ASR9000/XR: Understanding QOS, default marking behavior and troubleshooting - Page 11

xthuijs · ‎03-07-2011

Introduction

This document provides details on how QOS is implemented in the ASR9000 and how to interpret and troubleshoot qos related issues.

Core Issue

QOS is always a complex topic and with this article I'll try to describe the QOS architecture and provide some tips for troubleshooting.

Based on feedback on this document I'll keep enhancing it to document more things bsaed on that feedback.

The ASR9000 employs an end to end qos architecture throughout the whole system, what that means is that priority is propagated throughout the systems forwarding asics. This is done via backpressure between the different fowarding asics.

One very key aspect of the A9K's qos implementation is the concept of using VOQ's (virtual output queues). Each network processor, or in fact every 10G entity in the system is represented in the Fabric Interfacing ASIC (FIA) by a VOQ on each linecard.

That means in a fully loaded system with say 24 x 10G cards, each linecard having 8 NPU's and 4 FIA's, a total of 192 (24 times 8 slots) VOQ's are represented at each FIA of each linecard.

The VOQ's have 4 different priority levels: Priority 1, Priority 2, Default priority and multicast.

The different priority levels used are assigned on the packets fabric headers (internal headers) and can be set via QOS policy-maps (MQC; modular qos configuration).

When you define a policy-map and apply it to a (sub)interface, and in that policy map certain traffic is marked as priority level 1 or 2 the fabric headers will represent that also, so that this traffic is put in the higher priority queues of the forwarding asics as it traverses the FIA and fabric components.

If you dont apply any QOS configuration, all traffic is considered to be "default" in the fabric queues. In order to leverage the strength of the asr9000's asic priority levels, you will need to configure (ingress) QOS at the ports to apply the priority level desired.

In this example T0 and T1 are receiving a total of 16G of traffic destined for T0 on the egress linecard. For a 10G port that is obviously too much.

T0 will flow off some of the traffic, depending on the queue, eventually signaling it back to the ingress linecard.
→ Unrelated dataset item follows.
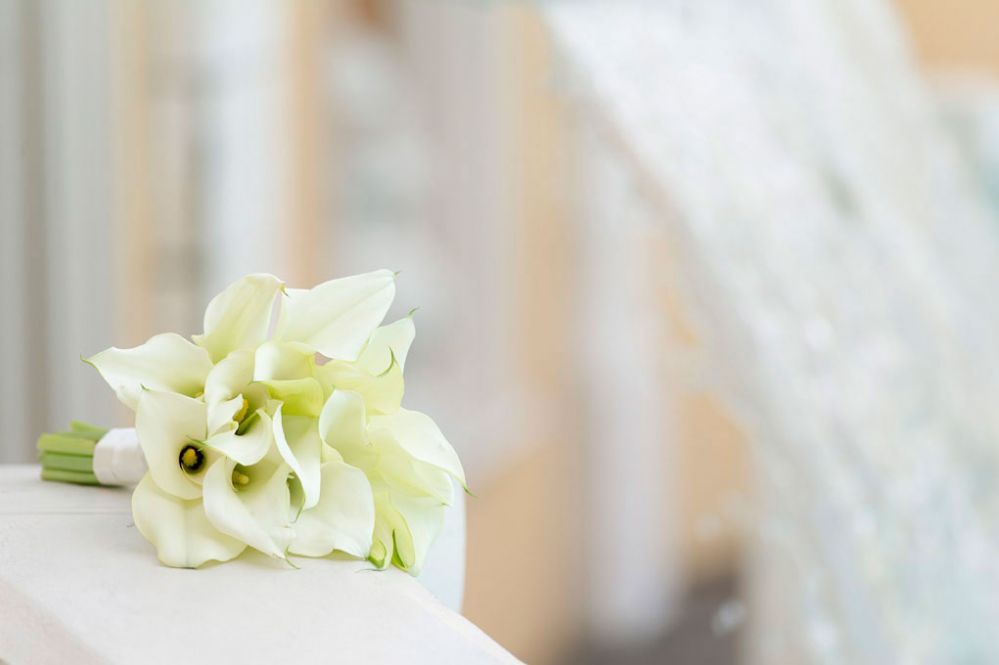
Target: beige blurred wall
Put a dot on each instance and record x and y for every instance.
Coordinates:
(954, 33)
While T0 on the ingress linecard also has some traffic for T1 on the egress LC (green), this traffic is not affected and continues to be sent to the destination port.

Resolution

The ASR9000 has the ability of 4 levels of qos, a sample configuration and implemenation detail presented in this picture:

Policer having exceeddrops, not reaching configured rate

When defining policers at high(er) rates, make sure the committed burst and excess burst are set correctly.

This is the formula to follow:

Set the Bc to CIR bps * (1 byte) / (8 bits) * 1.5 seconds

and

Be=2xBc

Default burst values are not optimal

Say you are allowing 1 pps, and then 1 second you don’t send anything, but the next second you want to send 2. in that second you’ll see an exceed, to visualize the problem.
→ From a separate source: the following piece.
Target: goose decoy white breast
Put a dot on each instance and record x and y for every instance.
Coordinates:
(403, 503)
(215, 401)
Alternatively, Bc and Be can be configured in time units, e.g.:

policy-map OUT

class EF

police rate percent 25 burst 250 ms peak-burst 500 ms

For viewing the Bc and Be applied in hardware, run the "show qos interface interface [input|output]".
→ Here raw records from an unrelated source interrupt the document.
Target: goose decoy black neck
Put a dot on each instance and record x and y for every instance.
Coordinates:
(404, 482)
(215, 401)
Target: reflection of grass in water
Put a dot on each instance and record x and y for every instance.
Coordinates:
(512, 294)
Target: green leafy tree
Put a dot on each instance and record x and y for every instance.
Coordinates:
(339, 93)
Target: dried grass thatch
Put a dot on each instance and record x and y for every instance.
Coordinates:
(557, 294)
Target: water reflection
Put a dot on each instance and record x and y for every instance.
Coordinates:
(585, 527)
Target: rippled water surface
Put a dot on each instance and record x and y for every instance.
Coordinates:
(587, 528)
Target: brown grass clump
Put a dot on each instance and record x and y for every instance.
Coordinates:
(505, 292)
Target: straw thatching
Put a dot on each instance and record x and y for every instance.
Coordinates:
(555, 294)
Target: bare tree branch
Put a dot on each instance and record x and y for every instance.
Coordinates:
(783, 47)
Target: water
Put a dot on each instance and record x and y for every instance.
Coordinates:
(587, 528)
Why do I see non-zero values for Queue(conform) and Queue(exceed) in show policy-map commands?

On the ASR9k, every HW queue has a configured CIR and PIR value. These correspond to the "guaranteed" bandwidth for the queue, and the "maximum" bandwidth (aka shape rate) for the queue.

In some cases the user-defined QoS policy does NOT explicitly use both of these. However, depending on the exact QoS config the queueing hardware may require some nonzero value for these fields. Here, the system will choose a default value for the queue CIR. The "conform" counter in show policy-map is the number of packets/bytes that were transmitted within this CIR value, and the "exceed" value is the number of packets/bytes that were transmitted within the PIR value.

Note that "exceed" in this case does NOT equate to a packet drop, but rather a packet that is above the CIR rate on that queue.

You could change this behavior by explicitly configuring a bandwidth and/or a shape rate on each queue, but in general it's just easier to recognize that these counters don't apply to your specific situation and ignore them.

What is counted in QOS policers and shapers?

When we define a shaper in a qos pmap, the shaper takes the L2 header into consideration.

The shape rate defined of say 1Mbps would mean that if I have no dot1q or qinq, I can technically send more IP traffic then having a QIQ which has more L2 overhead. When I define a bandwidth statement in a class, same applies, also L2 is taken into consideration.

When defining a policer, it looks at L2 also.

In Ingress, for both policer & shaper, we use the incoming packet size (including the L2 header).

In order to account the L2 header in ingress shaper case, we have to use a TM overhead accounting feature, that will only let us add overhead in 4 byte granularity, which can cause a little inaccuracy.

In egress, for both policer & shaper we use the outgoing packet size (including the L2 header).

ASR9K Policer implementation supports 64Kbps granularity. When a rate specified is not a multiple of 64Kbps the rate would be rounded down to the next lower 64Kbps rate.

For policing, shaping, BW command for ingress/egress direction the following fields are included in the accounting.

MAC DA

MAC SA

EtherType

VLANs..

L3 headers/payload

CRC

Port level shaping

Shaping action requires a queue on which the shaping is applied. This queue must be created by a child level policy. Typically shaper is applied at parent or grandparent level, to allow for differentiation between traffic classes within the shaper. If there is a need to apply a flat port-level shaper, a child policy should be configured with 100% bandwidth explicitly allocated to class-default.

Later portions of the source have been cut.